Nature fixed the first stage of nuclear development by virtue of the fact that uranium-235 was the only naturally-occurring fissile material on Earth, and the fact that it was such a small fraction of the overall uranium resources.

I must admit that this realization really altered my entire perspective on the early era of nuclear development. Realizing that molten-salt reactors just really weren’t an option at the outset for nations that wanted nuclear energy was a bit sobering, and certainly toned down some of the frustration that I have felt for many years about how things moved forward. The United States, the Soviet Union, Britain, France, and China all built their first generation of nuclear reactors to produce plutonium for nuclear weapons, but even if this had not been their objective, they still would have had to build nuclear reactors based on uranium that would have produced plutonium. It is simply an inevitability of the fact that uranium-235 is the only fissile material one can use at the beginning.

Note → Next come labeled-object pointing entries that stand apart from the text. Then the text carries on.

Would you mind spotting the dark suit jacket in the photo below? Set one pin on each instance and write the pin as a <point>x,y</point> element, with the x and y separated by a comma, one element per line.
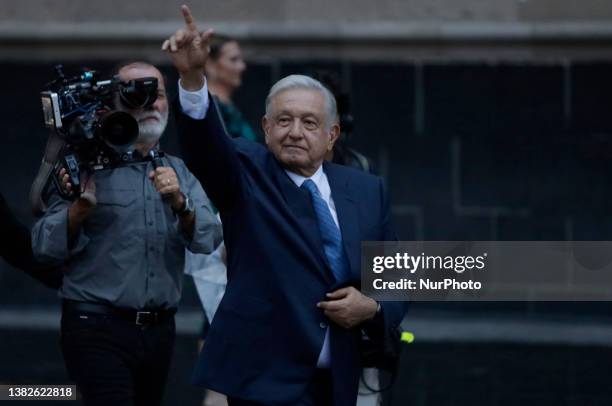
<point>267,334</point>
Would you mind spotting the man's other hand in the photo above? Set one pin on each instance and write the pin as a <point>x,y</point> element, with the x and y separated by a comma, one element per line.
<point>348,307</point>
<point>166,183</point>
<point>188,50</point>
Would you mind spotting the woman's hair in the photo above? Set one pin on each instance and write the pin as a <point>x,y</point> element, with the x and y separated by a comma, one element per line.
<point>216,44</point>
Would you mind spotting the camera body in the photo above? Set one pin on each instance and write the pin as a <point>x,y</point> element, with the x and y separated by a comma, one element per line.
<point>81,111</point>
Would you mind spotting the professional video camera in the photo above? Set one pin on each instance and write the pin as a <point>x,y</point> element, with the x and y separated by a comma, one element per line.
<point>87,131</point>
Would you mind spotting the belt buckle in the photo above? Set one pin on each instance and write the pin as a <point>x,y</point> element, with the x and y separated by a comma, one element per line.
<point>142,314</point>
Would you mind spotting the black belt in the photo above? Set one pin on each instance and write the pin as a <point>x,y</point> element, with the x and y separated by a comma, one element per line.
<point>140,317</point>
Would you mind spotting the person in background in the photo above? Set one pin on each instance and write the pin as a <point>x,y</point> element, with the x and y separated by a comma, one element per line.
<point>224,69</point>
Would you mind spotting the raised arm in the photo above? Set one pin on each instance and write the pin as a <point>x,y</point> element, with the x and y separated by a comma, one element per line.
<point>207,150</point>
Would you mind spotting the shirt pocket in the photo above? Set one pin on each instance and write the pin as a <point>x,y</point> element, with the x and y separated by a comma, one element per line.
<point>114,206</point>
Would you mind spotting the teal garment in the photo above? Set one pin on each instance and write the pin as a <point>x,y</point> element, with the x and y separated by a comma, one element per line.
<point>236,125</point>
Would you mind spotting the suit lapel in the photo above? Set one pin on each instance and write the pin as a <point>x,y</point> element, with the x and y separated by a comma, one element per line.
<point>348,215</point>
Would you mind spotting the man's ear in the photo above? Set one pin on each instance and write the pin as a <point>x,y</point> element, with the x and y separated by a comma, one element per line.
<point>334,133</point>
<point>265,125</point>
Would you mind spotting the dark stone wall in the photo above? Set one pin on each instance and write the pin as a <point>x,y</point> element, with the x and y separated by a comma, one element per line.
<point>469,151</point>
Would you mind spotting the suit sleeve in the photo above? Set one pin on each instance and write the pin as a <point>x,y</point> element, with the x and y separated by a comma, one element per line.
<point>16,249</point>
<point>211,156</point>
<point>392,312</point>
<point>50,233</point>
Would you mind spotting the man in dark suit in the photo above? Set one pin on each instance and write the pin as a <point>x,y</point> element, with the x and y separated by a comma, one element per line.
<point>288,328</point>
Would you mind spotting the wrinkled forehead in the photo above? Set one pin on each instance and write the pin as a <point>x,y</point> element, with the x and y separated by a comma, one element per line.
<point>131,72</point>
<point>299,101</point>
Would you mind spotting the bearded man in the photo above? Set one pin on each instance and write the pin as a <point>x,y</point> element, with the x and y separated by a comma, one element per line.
<point>123,242</point>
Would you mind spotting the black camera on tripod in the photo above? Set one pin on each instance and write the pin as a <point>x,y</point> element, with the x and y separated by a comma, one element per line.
<point>93,134</point>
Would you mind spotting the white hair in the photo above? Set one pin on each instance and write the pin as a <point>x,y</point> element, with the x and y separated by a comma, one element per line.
<point>308,83</point>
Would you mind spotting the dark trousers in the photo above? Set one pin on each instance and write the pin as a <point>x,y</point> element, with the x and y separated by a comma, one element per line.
<point>115,362</point>
<point>318,393</point>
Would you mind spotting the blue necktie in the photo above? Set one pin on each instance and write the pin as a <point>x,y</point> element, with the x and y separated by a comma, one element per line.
<point>330,234</point>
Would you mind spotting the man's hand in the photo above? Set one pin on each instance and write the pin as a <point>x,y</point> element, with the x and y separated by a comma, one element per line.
<point>348,307</point>
<point>166,183</point>
<point>81,207</point>
<point>188,50</point>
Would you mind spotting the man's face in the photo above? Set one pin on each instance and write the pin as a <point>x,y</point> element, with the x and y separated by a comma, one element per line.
<point>298,130</point>
<point>151,120</point>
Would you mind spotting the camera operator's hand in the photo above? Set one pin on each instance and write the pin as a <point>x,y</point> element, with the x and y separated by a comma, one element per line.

At this stage of nuclear development, we have been operating at this “first stage”, consuming uranium-235 in the presence of uranium-238, for many decades, and have accumulated substantial inventories of plutonium, as well as smaller inventories of even-heavier transuranics such as americium and curium. There is no further need to make any more transuranics, even if a molten-salt reactor could effectively undertake that task. But in light of the strong evidence that a molten-salt reactor would be marginal in that mission, and may even be worse than solid-fueled reactors from a fuel consumption perspective, it really is clear that molten-salt reactors should be directed towards the second and third stages of development.